Русские победили нацизм, уничтожили Гитлера и спасли мир, но вместе с русскими мир спасали сотни тысяч и миллионы казахов, узбеков, армян, украинцев и белорусов. А также удмурты, осетины, черкесы, башкиры и люди множества других национальностей.
Но об этом Знаев со своим сыном не говорил.
И про то, что ни один историк так и не выяснил, откуда, собственно, взялись русские, – не говорил.
И про то, что в XX веке Советским Союзом последовательно управляли грузин, украинец и молдаванин, – не говорил.
И про Крым, Донбасс, Сирию, «вежливых людей» и «зелёных человечков» – не говорил.
Но оказалось, что сын это всё узнал и без участия своего родителя.
Теперь родитель отхлебнул из подаренной сыном бутылки, сел на пол, привалился спиной к стене и разрыдался.
Не от боли.
И не от того, конечно, что сын обозначил себя как русского.
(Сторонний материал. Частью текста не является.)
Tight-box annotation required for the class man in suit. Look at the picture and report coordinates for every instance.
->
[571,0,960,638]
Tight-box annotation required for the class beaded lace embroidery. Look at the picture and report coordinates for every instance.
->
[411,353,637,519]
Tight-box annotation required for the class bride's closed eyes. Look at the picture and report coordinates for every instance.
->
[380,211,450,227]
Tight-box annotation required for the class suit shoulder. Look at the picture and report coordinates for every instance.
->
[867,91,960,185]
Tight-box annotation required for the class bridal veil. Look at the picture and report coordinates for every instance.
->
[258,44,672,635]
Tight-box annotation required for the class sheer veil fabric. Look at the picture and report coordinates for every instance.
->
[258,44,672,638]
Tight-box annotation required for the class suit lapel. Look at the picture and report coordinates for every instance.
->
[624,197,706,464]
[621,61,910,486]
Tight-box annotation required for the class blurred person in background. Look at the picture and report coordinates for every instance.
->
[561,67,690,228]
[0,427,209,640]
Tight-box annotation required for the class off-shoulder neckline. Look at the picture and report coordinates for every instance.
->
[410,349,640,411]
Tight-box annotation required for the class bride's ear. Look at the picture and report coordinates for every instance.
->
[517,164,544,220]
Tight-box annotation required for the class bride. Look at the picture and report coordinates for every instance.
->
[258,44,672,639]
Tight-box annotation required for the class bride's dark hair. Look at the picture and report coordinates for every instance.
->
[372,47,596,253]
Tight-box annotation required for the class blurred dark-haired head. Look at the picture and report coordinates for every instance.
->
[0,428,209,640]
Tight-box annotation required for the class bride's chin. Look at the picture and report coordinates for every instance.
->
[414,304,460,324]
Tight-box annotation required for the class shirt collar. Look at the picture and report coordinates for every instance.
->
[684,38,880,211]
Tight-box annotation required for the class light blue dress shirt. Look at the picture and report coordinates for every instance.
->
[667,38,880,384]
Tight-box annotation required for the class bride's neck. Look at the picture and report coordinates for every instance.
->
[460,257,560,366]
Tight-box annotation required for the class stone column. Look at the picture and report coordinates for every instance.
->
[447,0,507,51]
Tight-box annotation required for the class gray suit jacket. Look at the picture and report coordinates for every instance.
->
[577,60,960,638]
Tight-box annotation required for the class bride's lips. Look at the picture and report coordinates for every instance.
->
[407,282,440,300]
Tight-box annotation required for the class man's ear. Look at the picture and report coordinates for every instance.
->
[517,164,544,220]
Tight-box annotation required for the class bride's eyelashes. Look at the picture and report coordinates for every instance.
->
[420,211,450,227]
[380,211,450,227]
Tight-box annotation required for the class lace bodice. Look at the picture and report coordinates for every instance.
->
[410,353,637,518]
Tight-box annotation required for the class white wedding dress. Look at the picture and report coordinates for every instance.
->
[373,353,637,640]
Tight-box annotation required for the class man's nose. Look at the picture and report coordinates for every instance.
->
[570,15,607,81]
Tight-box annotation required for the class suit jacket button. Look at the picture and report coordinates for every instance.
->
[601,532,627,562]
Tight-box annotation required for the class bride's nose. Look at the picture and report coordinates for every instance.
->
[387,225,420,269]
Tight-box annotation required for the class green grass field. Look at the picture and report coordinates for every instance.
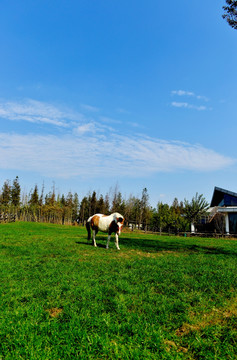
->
[0,222,237,360]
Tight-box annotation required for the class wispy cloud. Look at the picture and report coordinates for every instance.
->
[171,90,209,101]
[0,100,232,178]
[171,90,211,111]
[171,101,207,111]
[0,133,234,178]
[0,99,72,127]
[81,104,100,112]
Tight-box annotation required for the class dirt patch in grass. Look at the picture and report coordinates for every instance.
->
[164,340,188,353]
[45,308,63,318]
[175,297,237,336]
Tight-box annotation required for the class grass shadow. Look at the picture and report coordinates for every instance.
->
[120,237,237,256]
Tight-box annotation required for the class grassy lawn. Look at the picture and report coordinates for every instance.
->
[0,222,237,360]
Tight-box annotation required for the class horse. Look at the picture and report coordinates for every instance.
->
[86,212,124,250]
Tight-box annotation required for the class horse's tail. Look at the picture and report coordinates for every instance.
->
[86,219,91,241]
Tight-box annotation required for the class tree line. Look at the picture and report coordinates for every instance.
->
[0,176,208,233]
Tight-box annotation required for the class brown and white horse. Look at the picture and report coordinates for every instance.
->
[86,213,124,250]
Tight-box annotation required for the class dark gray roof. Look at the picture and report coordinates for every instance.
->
[211,186,237,207]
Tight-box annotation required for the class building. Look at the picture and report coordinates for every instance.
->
[209,187,237,235]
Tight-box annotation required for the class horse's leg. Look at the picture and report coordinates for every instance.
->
[92,230,97,247]
[106,234,111,249]
[115,234,120,250]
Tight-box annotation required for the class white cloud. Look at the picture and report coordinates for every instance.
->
[0,133,234,178]
[171,101,207,111]
[0,100,234,178]
[0,99,73,127]
[171,90,195,96]
[171,90,209,101]
[81,104,100,112]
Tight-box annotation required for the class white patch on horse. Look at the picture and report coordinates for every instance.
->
[86,212,124,250]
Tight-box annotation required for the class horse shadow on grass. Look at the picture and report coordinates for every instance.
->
[120,237,237,256]
[76,235,237,256]
[76,241,106,249]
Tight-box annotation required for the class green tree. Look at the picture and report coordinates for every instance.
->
[140,188,151,230]
[183,193,209,232]
[222,0,237,29]
[1,180,11,207]
[29,185,39,206]
[11,176,21,207]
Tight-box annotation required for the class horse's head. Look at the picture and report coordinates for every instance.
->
[116,216,124,235]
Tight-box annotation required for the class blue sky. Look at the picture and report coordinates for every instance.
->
[0,0,237,206]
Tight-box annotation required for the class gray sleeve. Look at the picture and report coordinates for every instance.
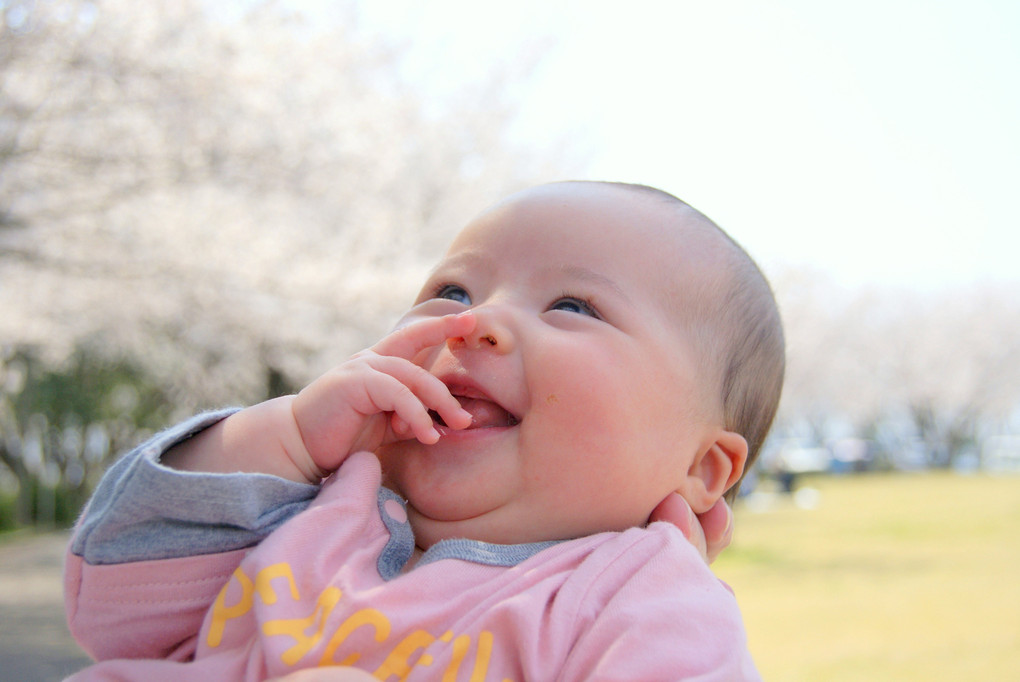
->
[70,409,319,565]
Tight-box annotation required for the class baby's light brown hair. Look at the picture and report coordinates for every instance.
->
[607,182,786,503]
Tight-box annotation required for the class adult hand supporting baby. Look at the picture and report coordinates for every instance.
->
[649,492,733,564]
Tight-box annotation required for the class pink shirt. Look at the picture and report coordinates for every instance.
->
[66,453,760,682]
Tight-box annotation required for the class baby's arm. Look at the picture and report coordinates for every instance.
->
[162,314,474,483]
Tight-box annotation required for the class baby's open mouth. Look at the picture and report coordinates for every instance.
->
[428,396,520,430]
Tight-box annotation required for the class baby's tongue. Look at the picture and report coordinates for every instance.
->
[457,396,516,428]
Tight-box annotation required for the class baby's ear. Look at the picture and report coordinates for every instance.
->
[676,429,748,514]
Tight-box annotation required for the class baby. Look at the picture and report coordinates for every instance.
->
[66,178,784,682]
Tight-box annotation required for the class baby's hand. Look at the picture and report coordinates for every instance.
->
[292,313,475,476]
[649,492,733,564]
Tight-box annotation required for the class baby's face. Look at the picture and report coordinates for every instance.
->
[379,185,708,546]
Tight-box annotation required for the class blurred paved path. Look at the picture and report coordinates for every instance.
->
[0,533,89,682]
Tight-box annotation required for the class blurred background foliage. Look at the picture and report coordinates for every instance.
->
[0,0,1020,528]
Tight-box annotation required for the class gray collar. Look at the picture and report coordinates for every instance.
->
[376,487,559,580]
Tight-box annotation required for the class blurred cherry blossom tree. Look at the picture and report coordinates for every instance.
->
[0,0,564,526]
[0,0,556,403]
[774,272,1020,467]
Как принадлежащего к племени вежливых людей.
Сейчас для отца это не имело никакого значения.
30
Потом услышал в комнате посторонний звук: в раскрытое окно залетела птица, обыкновенный серый голубь, спавший, наверное, где-то рядом и потревоженный треском распахиваемой оконной створки.
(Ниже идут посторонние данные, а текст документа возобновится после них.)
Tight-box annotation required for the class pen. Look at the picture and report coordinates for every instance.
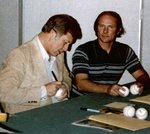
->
[52,71,58,81]
[80,107,100,113]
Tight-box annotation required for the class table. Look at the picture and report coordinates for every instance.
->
[3,94,150,134]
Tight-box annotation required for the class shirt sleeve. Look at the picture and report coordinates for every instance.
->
[126,47,142,74]
[72,49,89,74]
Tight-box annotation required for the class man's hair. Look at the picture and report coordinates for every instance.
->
[42,14,82,43]
[94,11,125,37]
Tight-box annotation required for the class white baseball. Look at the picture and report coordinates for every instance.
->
[119,86,129,97]
[55,88,63,98]
[130,84,139,95]
[135,108,148,120]
[123,106,135,117]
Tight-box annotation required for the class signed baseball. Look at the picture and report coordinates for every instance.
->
[130,84,139,95]
[135,108,148,120]
[119,86,129,97]
[55,88,63,98]
[123,106,135,117]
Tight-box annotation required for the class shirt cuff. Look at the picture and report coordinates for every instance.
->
[41,86,47,101]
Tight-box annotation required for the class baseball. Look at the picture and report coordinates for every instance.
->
[119,86,129,97]
[135,108,148,120]
[55,88,63,98]
[123,106,135,117]
[130,84,139,95]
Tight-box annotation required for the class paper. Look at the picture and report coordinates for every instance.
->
[104,102,134,109]
[130,94,150,104]
[72,119,119,132]
[88,113,150,131]
[0,123,21,134]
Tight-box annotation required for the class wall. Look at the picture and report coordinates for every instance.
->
[0,0,22,63]
[141,0,150,75]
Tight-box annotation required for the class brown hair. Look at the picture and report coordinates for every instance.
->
[42,14,82,43]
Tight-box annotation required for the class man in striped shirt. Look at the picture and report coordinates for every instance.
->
[72,11,149,96]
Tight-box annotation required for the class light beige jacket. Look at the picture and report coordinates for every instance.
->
[0,38,71,114]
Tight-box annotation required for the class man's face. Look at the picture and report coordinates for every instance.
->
[49,32,73,56]
[97,15,118,43]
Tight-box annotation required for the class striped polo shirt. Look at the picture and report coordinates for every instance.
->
[72,40,141,96]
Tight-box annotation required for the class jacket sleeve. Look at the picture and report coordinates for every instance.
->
[0,49,41,105]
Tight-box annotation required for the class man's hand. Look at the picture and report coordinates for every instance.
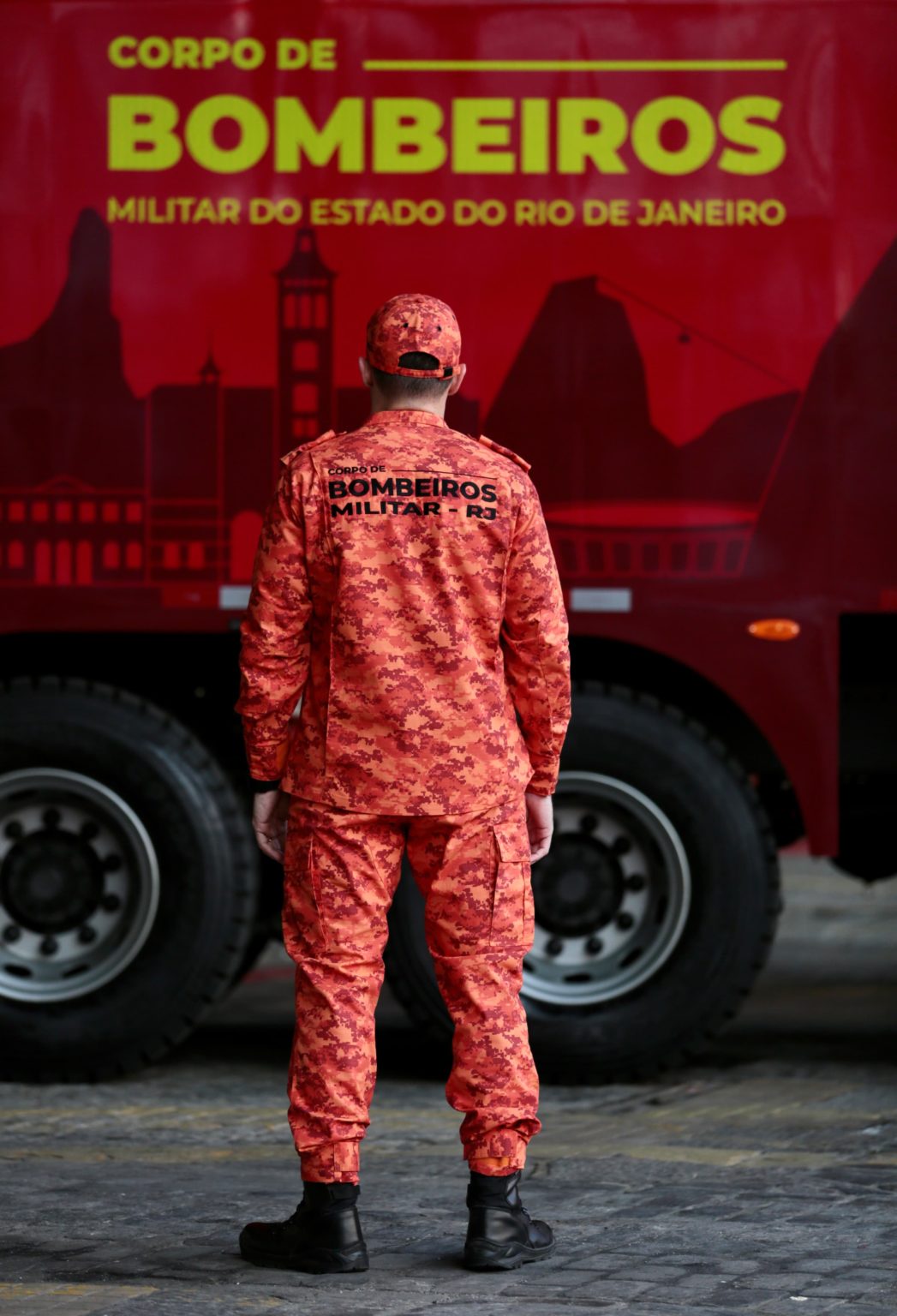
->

– А ну пошёл отсюда! – грубо крикнул Знаев, раздражаясь, как будто бессловесная тварь не имела права видеть его разбитую морду. – Пошёл!
Голубь заметался, хлопая крыльями и издавая враждебные горловые звуки, несколько раз ударился о стены и даже попытался напасть на человека, но тот замахал руками, оттеснил птицу к окну – и она наконец канула в фиолетовую пустоту.
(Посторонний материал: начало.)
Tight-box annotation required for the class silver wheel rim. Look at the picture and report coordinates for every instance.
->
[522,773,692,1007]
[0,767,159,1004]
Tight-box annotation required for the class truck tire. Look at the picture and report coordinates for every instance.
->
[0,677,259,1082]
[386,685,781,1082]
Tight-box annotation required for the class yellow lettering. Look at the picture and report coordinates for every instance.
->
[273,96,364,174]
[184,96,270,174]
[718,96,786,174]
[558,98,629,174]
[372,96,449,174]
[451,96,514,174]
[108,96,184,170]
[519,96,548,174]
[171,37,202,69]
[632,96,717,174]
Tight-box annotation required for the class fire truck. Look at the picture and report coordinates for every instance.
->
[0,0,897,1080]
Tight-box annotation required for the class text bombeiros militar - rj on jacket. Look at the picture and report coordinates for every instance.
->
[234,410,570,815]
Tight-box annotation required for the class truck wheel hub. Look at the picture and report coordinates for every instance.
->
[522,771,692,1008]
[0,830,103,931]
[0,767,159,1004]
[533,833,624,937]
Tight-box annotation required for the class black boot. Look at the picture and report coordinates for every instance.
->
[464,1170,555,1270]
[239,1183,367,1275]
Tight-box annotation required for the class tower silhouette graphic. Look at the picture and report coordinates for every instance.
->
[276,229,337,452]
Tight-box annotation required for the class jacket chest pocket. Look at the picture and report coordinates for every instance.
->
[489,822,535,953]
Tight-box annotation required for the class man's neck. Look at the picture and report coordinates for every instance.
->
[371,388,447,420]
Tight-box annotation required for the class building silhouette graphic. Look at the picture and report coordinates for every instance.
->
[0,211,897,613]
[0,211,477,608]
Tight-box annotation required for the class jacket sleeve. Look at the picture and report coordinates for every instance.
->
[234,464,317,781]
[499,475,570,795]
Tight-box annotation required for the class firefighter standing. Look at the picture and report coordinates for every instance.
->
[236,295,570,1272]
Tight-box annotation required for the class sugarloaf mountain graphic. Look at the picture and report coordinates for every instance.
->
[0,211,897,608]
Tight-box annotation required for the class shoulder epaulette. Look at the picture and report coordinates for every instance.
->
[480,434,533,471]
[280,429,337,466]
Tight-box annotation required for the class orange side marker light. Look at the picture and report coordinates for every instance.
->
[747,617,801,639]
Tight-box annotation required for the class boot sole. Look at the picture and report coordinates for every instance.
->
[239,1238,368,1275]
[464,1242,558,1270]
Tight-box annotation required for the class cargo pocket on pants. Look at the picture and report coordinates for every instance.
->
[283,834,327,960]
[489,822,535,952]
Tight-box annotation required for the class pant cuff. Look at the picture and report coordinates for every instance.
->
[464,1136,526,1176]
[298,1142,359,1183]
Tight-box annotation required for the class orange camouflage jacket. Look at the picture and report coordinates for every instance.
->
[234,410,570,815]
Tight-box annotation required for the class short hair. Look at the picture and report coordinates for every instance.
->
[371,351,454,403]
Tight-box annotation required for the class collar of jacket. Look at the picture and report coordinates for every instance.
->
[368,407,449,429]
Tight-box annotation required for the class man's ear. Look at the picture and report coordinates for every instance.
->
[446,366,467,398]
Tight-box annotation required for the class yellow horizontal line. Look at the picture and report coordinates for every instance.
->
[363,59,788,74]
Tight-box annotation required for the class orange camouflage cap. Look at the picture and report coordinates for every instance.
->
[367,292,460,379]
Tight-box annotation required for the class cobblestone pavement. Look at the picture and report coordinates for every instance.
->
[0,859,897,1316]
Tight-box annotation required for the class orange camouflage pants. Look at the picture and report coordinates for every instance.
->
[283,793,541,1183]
Запивая из горла приступ отцовской любви, Знаев некоторое время бродил по квартире. Глаза почти ничего не видели. В голове было – словно в пустом мусорном ведре: самую малость смрадно. Чтобы хоть как-то себя взбодрить, снял носки и продолжил бороздить пустоту босиком, и это помогло на какое-то время: обхватывая ступнями твёрдый прохладный пол, Знаев как будто держался за весь земной шар, за прочную твердь – чтоб не сорвало набегающим потоком звёздного вихря и не унесло в никуда.
И ругался про себя шёпотом. И подбирал бумажным платком кровавые сопли.
Вот же попал. Вот же дожился. Что ж ты, старый дурак, совсем ни на что не годен? Если собственный сын – пацан, мальчишка – предлагает тебе защиту?
Ночь была на переломе к рассвету, по старой поговорке – «час волка и собаки».
Вдруг Знаев почувствовал сильную дурноту, закружилась голова – и он опёрся рукой о стену, чтобы не упасть.
Ноги ослабли: сел на пол.
Стуча зубами, ждал, в состоянии болезненного полуобморока, что будет дальше, и время от времени шёпотом изрыгал матерные проклятия, поминая чёрта и дьявола.
Наконец, он увидел его напротив.
«Накликал», – подумал Знаев.
Обильный холодный пот прошиб его, и тут же наступило сильное облегчение. Но фантом никуда не делся.
Чёрт был столь отвратителен, что для описания его гадкого изменчивого облика не существовало слов ни в одном языке. Он был гол и одновременно волосат, стар и одновременно юн. Он то придвигался, огромный, длиннорукий, то уменьшался до размеров кошки или детской куклы. Лицо – точная копия Знаева, но при всём сходстве лицо это было лишено мужских черт, лицо андрогина, полумужчины, полуженщины, жирное лицо, текучее; гримасы и ухмылки сменялись на этом лице с огромной скоростью.
Волосы его стояли дыбом, ярко-рыжие и даже как бы дымящиеся – то ли лохмы, то ли огненные языки.
Знаев опять оттянул пальцем нижнее веко, чтобы лучше видеть.
– Покажи живот, – попросил он.
Нечистый, глядя белыми глазами, тут же расстегнул рубаху, демонстрируя живот без признаков пупка.
– Ты чёрт? – грубо спросил Знаев.
– Бес.
– Чем отличается?
– Ничем.
Голос беса тоже менялся: то карикатурно высокий фальцет, то оперный бронзовый бас.
– Тебя нет, – уверенно сказал Знаев. – Ты – галлюцинация. Исчезни. Я не хочу тебя видеть. Только не сейчас. Уходи.
– Не получится, – веско ответил бес, перемещаясь ближе и ближе. Он излучал силу и уверенность. – Ты сожрал слишком много.
Знаев вспомнил про таблетки. Побежал в кухню.
Там на спинке стула висел его пиджак.
Вытащил из карманов пузырьки, облатки, блистеры – они были пусты, выпотрошены.
– Я всё съел, – растерянно сказал Знаев. – Когда?
Нечистый пожал покатыми плечами.
– Давай сразу о главном, – произнёс он мягко, покровительственно. – Ты понимаешь, Серёжа, что дальше тебе жить совершенно незачем?
– Что за бред, – возразил Знаев, отшвыривая пузырьки. – Убирайся! Тебя нет. Ты – глюк.